In a forest, an interpretive sign reads that when Francis Gardes traveled through the area, he heard birds sing a song called "When Explorers Came".
The Gran Quivira Ruins are located about 25 miles south of Mountainair, at about 6500 feet (1981 m) above sea level.
The Gran Quivira, as it has been called for over a hundred years, is by far the best known of the Salinas pueblos, and in fact is one of the most celebrated ruins in all of the Southwest.

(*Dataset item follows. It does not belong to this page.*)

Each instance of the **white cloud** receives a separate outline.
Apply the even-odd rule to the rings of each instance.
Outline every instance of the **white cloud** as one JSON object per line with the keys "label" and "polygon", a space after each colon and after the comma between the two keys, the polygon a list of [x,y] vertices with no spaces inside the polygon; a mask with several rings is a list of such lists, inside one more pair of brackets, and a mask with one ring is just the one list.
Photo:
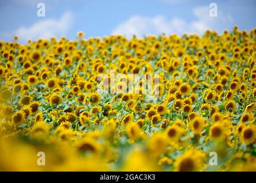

From the days of Coronado the name of "Quivira" had been associated with the idea of a great unknown city, of wealth and splendor, situated somewhere on the Eastern Plains; and it is not at all unlikely that when some party from the Rio Grande Valley, in search of game or gold, crossed the mountains and the wilderness lying to the east, and was suddenly amazed by the apparition of a dead city, silent and tenantless, but bearing the evidences of large population, of vast resources, of architectural knowledge, mechanical skill, and wonderful energy, they should have associated with it the stories heard from childhood of the mythical center of riches and power, and called the new-found wonder the Gran Quivira.